Why is that? How can the lamas who arrive to teach about enlightenment, read from the old texts, (which is a lot about renunciation) and yet are concerned to mention renunciation? Could there be something about the word ‘renunciation’ that creates the opposite effect of the meanings of the texts to people in the West?
Unskillful renunciation means to renounce what you already possess and now you have to give up. The other unskillful meaning is something you really want that has to be given up even before you get it. Both of these meanings are untrue and renunciation has a bad reputations in the West.
A nameless student, one who was very interested in spiritual development sent me a frantic letter, “
Rinpoche, I’m just so confused because I feel like I want to achieve enlightenment. However, what about Susie?” (Well, I don’t know who Susie is!! What about Susie?”)
“I promised Susie that I would marry her! If I should go for enlightenment then I have to renounce everything and what about Susie? She’s expecting this, and not only that but I was expecting to have children! Now you tell me about all this enlightenment stuff and now I have to renounce all of that? Well, what am I going to tell Susie?”
Maybe it is possible that I could get enlightened, but Susie’s here with me now. She is something that I want and I know I can get her. Whereas this enlightenment, I’m not so sure that I’m going to be able to finish what I start. Right now I’m thinking you asking me to give up everything that I like.” (Rinpoche: not true).”And I don’t know about enlightenment.”
This is also the crux of lay Tibetan community’s inability to deeply delve into practice. Lay Tibetans say, “
If you’re really interested in Dharma then you give up everything, even your house, and you become a monastic. But don’t ask me to give up anything. I will do my cultural Buddhist practice. And later in life when I’ve used up all of the available resources like my body and my years, when that’s almost all used up, then I’m going to think about renouncing because then I’ve had all of my enjoyments.”
I don’t like telling the truth like that. This is why very few strong teachings are given to Tibetan lay people. The teachings are there and laypeople come in the time they can take, as a blessing for their future life when and if they can become a monk. The difference between a practitioner, a non-practitioner and someone who is Buddhist sympathizer is putting the teachings into practice.
Western people exposed to Buddhism are receiving strong practices without the renunciation teachings that are part of the practice. I suppose those giving the practices hope that people will understand eventually and I see that many do. And many don’t.
In the classic texts, “
Come and become a monastic in order to receive the strongest benefit. If you don’t become a monastic, then...” And they don’t cover that part. There are a few few texts that cover that, but so few that we’ll say it’s not taught.

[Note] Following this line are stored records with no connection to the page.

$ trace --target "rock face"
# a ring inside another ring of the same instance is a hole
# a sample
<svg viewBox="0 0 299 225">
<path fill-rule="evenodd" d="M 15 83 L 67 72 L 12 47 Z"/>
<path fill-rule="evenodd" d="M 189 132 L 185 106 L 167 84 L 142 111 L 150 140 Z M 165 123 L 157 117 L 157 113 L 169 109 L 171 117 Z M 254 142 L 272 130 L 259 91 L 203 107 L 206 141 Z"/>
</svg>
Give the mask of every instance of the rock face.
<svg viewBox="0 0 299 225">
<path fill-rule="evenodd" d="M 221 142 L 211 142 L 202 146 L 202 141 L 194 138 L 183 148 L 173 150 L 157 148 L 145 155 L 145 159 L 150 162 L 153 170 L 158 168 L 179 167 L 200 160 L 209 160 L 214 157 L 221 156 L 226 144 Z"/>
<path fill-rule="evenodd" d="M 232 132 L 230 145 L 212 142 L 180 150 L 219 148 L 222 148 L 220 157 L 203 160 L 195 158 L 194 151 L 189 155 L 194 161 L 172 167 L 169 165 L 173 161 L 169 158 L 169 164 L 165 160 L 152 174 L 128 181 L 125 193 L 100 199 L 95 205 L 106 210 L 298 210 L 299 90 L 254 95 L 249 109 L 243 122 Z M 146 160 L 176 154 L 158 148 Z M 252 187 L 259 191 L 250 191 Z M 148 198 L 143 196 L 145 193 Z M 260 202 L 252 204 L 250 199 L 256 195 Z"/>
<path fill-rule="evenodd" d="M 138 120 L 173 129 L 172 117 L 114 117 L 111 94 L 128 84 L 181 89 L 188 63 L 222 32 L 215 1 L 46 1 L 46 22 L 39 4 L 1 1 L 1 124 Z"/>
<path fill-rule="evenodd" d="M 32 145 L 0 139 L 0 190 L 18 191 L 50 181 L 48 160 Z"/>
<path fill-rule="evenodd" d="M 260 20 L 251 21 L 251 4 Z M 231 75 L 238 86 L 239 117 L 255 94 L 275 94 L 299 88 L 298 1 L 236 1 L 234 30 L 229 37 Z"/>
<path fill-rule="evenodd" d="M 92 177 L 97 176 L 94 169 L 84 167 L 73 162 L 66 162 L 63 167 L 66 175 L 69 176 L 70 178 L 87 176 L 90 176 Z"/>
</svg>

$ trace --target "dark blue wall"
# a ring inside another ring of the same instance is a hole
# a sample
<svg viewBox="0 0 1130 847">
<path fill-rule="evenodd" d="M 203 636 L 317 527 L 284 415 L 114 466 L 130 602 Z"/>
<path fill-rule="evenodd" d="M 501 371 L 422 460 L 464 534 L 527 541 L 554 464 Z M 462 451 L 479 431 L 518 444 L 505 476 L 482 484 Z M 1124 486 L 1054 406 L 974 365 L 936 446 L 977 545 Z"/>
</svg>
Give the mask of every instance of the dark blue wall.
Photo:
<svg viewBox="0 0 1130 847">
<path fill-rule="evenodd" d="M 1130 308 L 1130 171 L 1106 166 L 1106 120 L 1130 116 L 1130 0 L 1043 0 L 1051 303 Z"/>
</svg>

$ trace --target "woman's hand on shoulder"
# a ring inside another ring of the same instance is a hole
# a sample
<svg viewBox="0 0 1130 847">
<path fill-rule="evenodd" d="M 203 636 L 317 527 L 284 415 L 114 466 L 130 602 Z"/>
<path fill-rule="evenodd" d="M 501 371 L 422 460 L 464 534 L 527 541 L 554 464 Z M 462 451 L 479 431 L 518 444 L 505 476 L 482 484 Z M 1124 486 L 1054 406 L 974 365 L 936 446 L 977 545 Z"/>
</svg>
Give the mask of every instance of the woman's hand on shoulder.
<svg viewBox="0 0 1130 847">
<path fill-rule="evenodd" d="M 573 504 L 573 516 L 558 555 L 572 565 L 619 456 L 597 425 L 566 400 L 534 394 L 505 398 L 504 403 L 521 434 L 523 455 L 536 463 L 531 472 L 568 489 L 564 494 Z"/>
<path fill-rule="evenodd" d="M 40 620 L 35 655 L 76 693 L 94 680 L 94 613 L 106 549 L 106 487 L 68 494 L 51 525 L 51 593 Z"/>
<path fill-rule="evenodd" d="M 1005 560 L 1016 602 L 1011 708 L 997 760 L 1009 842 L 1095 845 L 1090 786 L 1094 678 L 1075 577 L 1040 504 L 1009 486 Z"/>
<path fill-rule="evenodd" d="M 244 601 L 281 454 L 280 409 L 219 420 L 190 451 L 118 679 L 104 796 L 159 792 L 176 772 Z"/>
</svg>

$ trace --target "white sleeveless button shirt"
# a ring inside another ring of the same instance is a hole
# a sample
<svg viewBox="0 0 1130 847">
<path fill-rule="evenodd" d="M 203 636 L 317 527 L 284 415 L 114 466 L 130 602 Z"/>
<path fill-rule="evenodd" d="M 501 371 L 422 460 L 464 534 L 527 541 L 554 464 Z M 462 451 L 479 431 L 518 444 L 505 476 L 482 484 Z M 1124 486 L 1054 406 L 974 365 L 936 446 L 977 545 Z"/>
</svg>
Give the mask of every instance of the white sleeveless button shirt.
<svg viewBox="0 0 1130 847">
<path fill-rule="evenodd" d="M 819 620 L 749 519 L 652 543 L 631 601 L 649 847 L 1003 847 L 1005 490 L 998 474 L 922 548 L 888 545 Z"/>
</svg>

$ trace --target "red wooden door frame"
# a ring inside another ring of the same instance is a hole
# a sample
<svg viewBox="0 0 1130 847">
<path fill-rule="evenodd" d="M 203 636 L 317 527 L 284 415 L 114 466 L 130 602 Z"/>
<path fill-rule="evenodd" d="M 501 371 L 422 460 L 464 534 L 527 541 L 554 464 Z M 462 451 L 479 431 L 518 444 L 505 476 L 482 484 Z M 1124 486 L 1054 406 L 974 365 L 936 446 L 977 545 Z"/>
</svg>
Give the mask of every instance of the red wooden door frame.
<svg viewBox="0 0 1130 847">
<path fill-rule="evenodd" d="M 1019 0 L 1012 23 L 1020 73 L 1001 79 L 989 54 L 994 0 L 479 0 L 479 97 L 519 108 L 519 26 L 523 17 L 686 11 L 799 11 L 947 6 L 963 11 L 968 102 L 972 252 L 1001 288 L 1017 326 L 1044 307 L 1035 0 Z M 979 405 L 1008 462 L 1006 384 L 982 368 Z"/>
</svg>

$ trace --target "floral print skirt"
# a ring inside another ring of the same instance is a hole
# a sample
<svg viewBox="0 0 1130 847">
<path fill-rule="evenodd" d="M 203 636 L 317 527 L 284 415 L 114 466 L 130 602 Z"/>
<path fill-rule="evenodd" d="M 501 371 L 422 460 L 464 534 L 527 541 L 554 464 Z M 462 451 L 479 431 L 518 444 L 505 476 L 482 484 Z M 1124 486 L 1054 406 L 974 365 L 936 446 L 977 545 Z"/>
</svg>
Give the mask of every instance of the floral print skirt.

So for the very interested lay practitioner who is not free or capable of life-long committed vows there are transitional stages. It is good to think about the difference between renouncing something completely that you like and bringing that attraction into a careful balance. Ask yourself “
Could I reduce the attractions and the compulsions that consume the best part of my energy and time? Could I apply that energy and time for something even more valuable?” That something else could be the lifesaving techniques described in the buddhadharma. It is possible to have renunciation and still lead a lay life. Just not easy!